Brown V. Board Of Education

Discusses the 1954 Supreme Court decision against school desegregation. Examines background, parties involved, appeals, arguments, immediate & long-term impact.

Until the mid-1950’s, citizens of the United States lived separated by race. Many people today (with the exception of older adults) were not alive to remember this period in time, and cannot even begin to picture living completely different lives from minorities. However, the Supreme Court case of Brown v. Board of Education changed this standard for future generations, and was a landmark for blacks during the Civil Rights Movement. When Oliver Brown defeated the Topeka, Kansas Board of Education, the future of African-Americans took a giant step forward towards equality, and white children would no longer be raised how their parents had been in the past.

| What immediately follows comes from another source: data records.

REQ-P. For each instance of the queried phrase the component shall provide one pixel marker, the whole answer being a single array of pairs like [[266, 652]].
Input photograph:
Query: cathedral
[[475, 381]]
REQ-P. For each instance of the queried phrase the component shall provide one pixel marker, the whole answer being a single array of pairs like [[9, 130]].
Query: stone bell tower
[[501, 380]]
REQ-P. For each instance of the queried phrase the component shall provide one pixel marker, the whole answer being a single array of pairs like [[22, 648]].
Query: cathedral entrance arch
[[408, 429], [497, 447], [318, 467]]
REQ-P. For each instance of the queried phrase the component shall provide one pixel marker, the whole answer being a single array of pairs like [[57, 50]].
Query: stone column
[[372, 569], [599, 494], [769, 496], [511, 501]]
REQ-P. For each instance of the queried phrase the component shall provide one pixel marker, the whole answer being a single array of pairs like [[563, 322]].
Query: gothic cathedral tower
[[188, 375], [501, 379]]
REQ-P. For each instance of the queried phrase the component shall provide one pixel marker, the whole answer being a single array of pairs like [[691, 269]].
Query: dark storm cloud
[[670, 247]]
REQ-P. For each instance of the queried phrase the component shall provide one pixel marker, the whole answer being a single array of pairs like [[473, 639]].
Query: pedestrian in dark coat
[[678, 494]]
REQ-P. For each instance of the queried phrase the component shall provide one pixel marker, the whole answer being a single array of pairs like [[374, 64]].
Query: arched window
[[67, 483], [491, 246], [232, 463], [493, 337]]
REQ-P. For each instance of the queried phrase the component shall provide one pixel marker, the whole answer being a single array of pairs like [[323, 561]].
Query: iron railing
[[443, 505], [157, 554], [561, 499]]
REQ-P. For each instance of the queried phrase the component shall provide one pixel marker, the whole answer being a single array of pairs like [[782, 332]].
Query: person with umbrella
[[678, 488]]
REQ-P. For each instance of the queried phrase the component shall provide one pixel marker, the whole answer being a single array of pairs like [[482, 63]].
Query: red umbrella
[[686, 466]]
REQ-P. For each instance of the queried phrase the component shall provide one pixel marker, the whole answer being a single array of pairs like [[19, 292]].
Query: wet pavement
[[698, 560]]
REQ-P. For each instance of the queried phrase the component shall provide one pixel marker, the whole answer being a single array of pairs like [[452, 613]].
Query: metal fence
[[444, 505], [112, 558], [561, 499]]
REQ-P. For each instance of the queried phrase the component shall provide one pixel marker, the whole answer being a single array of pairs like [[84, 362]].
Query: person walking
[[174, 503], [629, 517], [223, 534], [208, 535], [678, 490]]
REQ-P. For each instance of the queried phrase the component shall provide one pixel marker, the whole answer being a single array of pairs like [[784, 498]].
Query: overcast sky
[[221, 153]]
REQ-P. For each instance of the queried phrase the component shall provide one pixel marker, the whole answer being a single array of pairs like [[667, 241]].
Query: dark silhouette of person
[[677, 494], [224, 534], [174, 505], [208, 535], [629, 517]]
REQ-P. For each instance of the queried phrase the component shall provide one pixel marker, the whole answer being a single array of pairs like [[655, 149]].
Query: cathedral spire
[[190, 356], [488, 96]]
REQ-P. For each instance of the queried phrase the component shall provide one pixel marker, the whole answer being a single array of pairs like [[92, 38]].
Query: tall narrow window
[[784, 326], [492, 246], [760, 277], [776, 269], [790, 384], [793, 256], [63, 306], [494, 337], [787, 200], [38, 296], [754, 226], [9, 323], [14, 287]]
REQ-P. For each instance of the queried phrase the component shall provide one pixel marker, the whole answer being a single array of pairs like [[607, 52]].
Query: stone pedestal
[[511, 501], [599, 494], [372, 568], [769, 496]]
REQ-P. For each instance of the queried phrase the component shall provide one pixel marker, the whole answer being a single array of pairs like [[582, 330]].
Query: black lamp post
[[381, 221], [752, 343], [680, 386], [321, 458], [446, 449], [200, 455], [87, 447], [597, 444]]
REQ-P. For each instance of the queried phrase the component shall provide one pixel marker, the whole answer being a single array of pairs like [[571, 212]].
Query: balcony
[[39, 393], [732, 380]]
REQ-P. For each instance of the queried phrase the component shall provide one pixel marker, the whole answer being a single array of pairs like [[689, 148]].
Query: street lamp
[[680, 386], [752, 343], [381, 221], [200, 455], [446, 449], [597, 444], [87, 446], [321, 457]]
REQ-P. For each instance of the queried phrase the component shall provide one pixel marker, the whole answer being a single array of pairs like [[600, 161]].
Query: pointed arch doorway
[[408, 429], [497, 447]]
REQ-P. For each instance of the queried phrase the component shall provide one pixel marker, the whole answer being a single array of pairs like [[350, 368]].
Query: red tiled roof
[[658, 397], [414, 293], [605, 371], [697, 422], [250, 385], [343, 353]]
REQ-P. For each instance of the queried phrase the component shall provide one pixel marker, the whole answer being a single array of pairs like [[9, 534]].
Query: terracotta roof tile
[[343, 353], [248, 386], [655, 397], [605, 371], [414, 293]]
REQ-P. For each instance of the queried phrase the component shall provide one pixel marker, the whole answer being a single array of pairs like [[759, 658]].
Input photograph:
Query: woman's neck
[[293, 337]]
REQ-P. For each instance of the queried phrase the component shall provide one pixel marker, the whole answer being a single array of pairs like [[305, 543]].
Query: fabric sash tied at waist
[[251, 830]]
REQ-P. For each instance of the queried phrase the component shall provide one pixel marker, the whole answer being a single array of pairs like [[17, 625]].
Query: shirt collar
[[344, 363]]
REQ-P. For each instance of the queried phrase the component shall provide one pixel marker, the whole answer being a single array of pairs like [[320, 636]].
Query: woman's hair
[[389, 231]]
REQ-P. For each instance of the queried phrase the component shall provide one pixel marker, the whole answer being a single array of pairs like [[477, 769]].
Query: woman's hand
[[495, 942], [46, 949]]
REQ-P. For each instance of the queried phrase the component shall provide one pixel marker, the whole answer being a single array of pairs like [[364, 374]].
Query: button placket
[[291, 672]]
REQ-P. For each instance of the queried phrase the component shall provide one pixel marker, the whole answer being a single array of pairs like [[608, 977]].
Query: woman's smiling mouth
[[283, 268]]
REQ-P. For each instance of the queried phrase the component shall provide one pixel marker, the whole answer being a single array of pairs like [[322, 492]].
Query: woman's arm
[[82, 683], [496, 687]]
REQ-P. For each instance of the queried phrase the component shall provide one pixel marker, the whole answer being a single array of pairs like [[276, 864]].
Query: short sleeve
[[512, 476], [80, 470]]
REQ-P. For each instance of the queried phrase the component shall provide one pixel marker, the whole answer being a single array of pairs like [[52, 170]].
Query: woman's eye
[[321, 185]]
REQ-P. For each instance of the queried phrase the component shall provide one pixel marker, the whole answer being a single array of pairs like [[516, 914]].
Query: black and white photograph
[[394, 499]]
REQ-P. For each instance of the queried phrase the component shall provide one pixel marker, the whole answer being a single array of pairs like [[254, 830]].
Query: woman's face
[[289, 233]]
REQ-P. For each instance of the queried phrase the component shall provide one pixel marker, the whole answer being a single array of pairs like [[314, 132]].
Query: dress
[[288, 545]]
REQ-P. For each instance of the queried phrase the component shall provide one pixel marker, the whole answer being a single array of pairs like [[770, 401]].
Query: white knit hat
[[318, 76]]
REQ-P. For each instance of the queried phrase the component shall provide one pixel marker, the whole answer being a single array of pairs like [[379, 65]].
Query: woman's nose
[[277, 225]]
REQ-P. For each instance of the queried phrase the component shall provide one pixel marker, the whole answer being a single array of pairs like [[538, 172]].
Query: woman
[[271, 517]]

In 1896, the Supreme Court case of Plessy v. Ferguson began a long battle about separate but equal facilities and accommodations. More simply put: racial segregation. The case dealt with Homer Plessy, a man who was a one-eighth black man attempting to ride in an all-white railcar in Louisiana. In short, the railroad operators demanded he ride in the car for minorities and arrested him when he refused. He fought this all the way up to the national level, which arguably began the modern Civil Rights Movement. Ferguson received seven out of the eight justice’s votes, and the majority opinion written by Justice Henry Billings Brown. However the dissenting opinion written by Justice John Marshall Harlan argued that [i]n the eye of the law, there is in this country no superior, dominant, ruling class of citizens (Thompson).The court’s decision upheld that separate but equal was legal as long as blacks were offered the exact same quality of services that whites were. This historical decision defined race relations for many decades to come, and began what we know as the Civil Rights Movement for African-Americans.